On Friday night, we stayed up past our bedtimes tinkering on our computers. Stuart wrote and played Civilization and I ordered various birthday and anniversary surprises for him. On Saturday, we woke up late and hit our favourite diner for lunch, and then dragged ourselves to the park to lay in the shade and read. I watched kids run around and no less than two wedding parties take photographs under Hell Gate bridge, while Stuart listened to a Kanye West CD he’d bought at a stoop sale on the way to the park.
Wandering home past Ditmars with the intent to grab coffee at Starbucks, we walked past someplace that’s already won a place in our hearts, a little cafe called freeze peach, with couches and local babies hanging out and delicious iced tea and absurdly cheap wireless. It started raining while we were in there which made it all the easier to settle in for two more iced teas, and taking up station at two of the aging PC laptops, we did research for various writing projects and emailed each other snarky commentary about other patrons. We walked home and ordered Chinese food and I settled down with my notes and my laptop and banged out some writing, while Stuart squashed people with enormous helicopters in San Andreas.

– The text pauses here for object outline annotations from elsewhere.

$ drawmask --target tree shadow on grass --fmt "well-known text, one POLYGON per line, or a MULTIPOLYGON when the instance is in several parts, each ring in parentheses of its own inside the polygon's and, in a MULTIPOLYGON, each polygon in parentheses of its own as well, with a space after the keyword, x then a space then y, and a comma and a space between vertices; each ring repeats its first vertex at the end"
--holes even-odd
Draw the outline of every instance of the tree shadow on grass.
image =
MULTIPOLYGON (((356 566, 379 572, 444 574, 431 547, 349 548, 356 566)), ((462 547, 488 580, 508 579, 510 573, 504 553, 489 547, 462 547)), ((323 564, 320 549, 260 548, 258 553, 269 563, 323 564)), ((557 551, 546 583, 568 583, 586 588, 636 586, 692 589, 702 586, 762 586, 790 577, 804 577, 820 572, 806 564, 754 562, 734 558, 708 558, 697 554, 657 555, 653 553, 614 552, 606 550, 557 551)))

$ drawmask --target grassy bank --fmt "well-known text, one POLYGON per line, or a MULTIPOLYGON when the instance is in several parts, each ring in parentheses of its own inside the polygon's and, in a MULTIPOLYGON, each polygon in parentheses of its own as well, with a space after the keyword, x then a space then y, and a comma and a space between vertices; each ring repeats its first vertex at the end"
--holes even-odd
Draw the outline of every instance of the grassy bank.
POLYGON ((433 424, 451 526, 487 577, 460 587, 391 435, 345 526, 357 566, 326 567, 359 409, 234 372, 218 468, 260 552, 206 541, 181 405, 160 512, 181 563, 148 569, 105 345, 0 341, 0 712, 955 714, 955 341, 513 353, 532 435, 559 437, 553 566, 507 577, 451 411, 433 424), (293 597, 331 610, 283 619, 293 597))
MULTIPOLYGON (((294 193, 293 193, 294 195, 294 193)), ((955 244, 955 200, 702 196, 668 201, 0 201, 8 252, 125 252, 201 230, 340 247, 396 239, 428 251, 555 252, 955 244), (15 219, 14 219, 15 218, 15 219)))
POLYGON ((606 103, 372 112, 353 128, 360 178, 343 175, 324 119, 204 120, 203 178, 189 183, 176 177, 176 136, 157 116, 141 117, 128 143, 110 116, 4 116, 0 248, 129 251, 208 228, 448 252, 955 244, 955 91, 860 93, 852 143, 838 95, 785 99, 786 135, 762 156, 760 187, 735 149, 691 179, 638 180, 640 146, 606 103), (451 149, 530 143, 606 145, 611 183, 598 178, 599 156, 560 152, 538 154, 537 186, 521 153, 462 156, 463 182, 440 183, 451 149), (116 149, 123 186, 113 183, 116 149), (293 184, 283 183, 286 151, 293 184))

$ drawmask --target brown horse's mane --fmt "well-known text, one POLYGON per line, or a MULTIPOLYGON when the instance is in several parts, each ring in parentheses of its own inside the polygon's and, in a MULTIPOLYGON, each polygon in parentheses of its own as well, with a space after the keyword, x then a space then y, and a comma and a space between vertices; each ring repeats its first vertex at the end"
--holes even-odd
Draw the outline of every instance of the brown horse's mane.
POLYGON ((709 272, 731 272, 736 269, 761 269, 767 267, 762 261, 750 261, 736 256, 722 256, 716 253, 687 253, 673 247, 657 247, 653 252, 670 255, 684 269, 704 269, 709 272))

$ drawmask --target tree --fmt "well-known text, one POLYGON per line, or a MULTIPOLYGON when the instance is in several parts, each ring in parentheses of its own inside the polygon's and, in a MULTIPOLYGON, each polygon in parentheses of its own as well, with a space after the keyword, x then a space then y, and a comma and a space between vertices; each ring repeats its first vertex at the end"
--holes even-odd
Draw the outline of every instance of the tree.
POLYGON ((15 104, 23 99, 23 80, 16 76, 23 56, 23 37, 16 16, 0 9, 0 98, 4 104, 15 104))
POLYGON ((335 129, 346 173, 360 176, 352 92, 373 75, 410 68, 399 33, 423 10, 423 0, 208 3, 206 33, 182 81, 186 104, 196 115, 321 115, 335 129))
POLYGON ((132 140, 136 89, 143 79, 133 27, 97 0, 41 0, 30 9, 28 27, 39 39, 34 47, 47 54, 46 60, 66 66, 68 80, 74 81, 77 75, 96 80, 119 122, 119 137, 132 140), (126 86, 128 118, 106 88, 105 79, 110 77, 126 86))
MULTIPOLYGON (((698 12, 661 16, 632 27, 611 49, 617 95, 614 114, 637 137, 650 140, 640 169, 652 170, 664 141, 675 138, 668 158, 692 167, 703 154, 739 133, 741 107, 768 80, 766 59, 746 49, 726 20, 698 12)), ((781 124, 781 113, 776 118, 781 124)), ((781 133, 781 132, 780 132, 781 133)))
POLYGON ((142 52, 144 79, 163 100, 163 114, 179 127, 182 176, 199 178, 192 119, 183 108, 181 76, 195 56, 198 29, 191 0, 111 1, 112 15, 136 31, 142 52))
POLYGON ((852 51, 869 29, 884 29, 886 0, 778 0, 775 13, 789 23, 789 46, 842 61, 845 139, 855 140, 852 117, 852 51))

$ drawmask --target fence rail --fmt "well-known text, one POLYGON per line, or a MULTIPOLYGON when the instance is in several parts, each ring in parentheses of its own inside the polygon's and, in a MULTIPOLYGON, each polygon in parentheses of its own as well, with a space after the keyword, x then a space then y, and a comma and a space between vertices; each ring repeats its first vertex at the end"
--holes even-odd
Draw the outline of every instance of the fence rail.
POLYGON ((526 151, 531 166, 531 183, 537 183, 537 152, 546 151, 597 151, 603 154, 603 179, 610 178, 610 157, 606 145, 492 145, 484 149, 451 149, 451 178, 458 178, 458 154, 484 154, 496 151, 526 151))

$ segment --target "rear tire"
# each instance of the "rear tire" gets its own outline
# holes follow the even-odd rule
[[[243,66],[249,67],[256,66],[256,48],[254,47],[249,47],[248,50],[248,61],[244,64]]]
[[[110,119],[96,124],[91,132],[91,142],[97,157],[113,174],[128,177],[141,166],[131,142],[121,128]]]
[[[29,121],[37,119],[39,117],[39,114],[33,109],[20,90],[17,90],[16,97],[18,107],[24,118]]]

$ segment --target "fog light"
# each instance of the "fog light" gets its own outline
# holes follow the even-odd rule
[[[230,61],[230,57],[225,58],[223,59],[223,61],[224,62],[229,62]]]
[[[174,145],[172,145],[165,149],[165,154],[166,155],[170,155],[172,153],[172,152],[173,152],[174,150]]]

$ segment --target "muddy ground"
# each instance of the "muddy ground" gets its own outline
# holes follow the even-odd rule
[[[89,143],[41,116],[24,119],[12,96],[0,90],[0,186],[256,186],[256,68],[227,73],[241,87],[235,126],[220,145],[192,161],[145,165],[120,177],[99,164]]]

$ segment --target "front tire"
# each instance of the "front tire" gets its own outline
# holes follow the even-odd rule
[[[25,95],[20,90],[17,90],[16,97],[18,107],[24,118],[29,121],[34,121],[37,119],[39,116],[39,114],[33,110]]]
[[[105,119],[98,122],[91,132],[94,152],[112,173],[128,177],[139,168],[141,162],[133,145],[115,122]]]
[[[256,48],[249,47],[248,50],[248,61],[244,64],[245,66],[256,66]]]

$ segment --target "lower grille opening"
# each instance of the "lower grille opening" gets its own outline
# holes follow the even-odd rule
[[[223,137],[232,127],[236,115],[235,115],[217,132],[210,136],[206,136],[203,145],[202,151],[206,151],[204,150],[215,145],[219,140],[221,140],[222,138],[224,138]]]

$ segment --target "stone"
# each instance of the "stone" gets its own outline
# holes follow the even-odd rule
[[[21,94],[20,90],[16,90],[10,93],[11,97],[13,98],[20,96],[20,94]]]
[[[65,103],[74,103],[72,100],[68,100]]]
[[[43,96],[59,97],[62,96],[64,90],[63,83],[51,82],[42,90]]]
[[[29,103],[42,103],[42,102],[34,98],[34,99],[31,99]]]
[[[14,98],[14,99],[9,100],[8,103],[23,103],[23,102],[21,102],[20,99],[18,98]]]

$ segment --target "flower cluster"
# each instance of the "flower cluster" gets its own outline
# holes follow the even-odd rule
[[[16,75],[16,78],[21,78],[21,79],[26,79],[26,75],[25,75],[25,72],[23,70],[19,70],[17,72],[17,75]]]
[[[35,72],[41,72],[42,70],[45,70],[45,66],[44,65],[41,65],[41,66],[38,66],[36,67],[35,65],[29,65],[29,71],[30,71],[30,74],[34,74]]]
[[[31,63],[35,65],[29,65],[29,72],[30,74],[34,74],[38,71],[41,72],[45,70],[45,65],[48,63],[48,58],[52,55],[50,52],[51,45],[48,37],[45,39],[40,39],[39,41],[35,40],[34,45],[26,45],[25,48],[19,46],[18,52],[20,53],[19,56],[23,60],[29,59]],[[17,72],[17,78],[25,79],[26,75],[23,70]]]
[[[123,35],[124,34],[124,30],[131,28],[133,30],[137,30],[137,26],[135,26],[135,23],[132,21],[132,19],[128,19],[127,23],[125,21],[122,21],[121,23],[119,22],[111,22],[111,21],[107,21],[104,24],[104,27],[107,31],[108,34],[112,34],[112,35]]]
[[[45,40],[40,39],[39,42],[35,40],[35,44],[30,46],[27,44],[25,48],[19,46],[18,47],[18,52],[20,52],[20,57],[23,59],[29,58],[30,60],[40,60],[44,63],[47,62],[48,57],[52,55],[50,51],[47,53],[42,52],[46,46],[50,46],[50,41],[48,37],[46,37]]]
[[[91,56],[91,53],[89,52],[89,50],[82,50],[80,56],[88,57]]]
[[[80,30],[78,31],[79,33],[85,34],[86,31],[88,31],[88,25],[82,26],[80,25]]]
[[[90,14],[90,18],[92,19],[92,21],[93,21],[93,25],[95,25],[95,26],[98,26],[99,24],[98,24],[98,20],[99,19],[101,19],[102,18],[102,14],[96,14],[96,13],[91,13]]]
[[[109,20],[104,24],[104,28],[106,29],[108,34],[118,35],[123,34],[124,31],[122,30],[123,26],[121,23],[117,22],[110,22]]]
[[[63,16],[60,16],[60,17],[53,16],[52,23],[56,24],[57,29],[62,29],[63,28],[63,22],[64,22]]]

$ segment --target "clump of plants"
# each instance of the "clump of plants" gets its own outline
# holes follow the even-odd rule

On Sunday, we managed to wake up before noon and decided to make a day of it in the north end of Central Park. Grabbing bagels at 30th avenue, our day hit a glitch when the subway wouldn’t run directly to Queensboro Plaza, we had to ride back up to Astoria Blvd and then ride all the way down to QBP nonstop. Urgh! I had to eat my bagel standing up in the train but I tried not to complain as much as I usually do when I’m hungry and shaky. We got to the park and wandered through the Conservatory Garden for a few minutes.
Reading Devil In the White City is giving me an even greater appreciation for Olmstead and what he did with Central Park. Even though I like the Garden, it’s when you leave its gates and walk into that unique gentle wilderness that Olmstead made, you see the wooded island in the Meer and the way even the rocky hill is thoughtfully placed, you wish you could shake his hand.
We borrowed two bamboo poles from the Dana Center and found a shady spot to fish. Stuart ran across the street for spam and we dried it in the sun to use at bait. You’d be hard-pressed to call what I did fishing – it was more like gently feeding lunchmeats to the crafty nibblers at the bottom. Stuart fooled them, though – he caught two. Releasing them was scary since you have to gently unhook their mouths and then slip them back into the water. When we go camping, it’s been decided, we’re getting a second rod and second temporary permit for me. Who knows, maybe I’ll even get brave enough to touch one, if I catch it.
On the walk up to 125th street, we walked through Mount Morris neighborhood and it was so charmingly Harlem..ian? Ladies in resplendent African-patterned dresses outside an old church, Neighborhood cafes packed full of intelligentsia and young teenagers shouting jokes to each other. It was a neighborhood that, had it been mine, I would have been proud to call home.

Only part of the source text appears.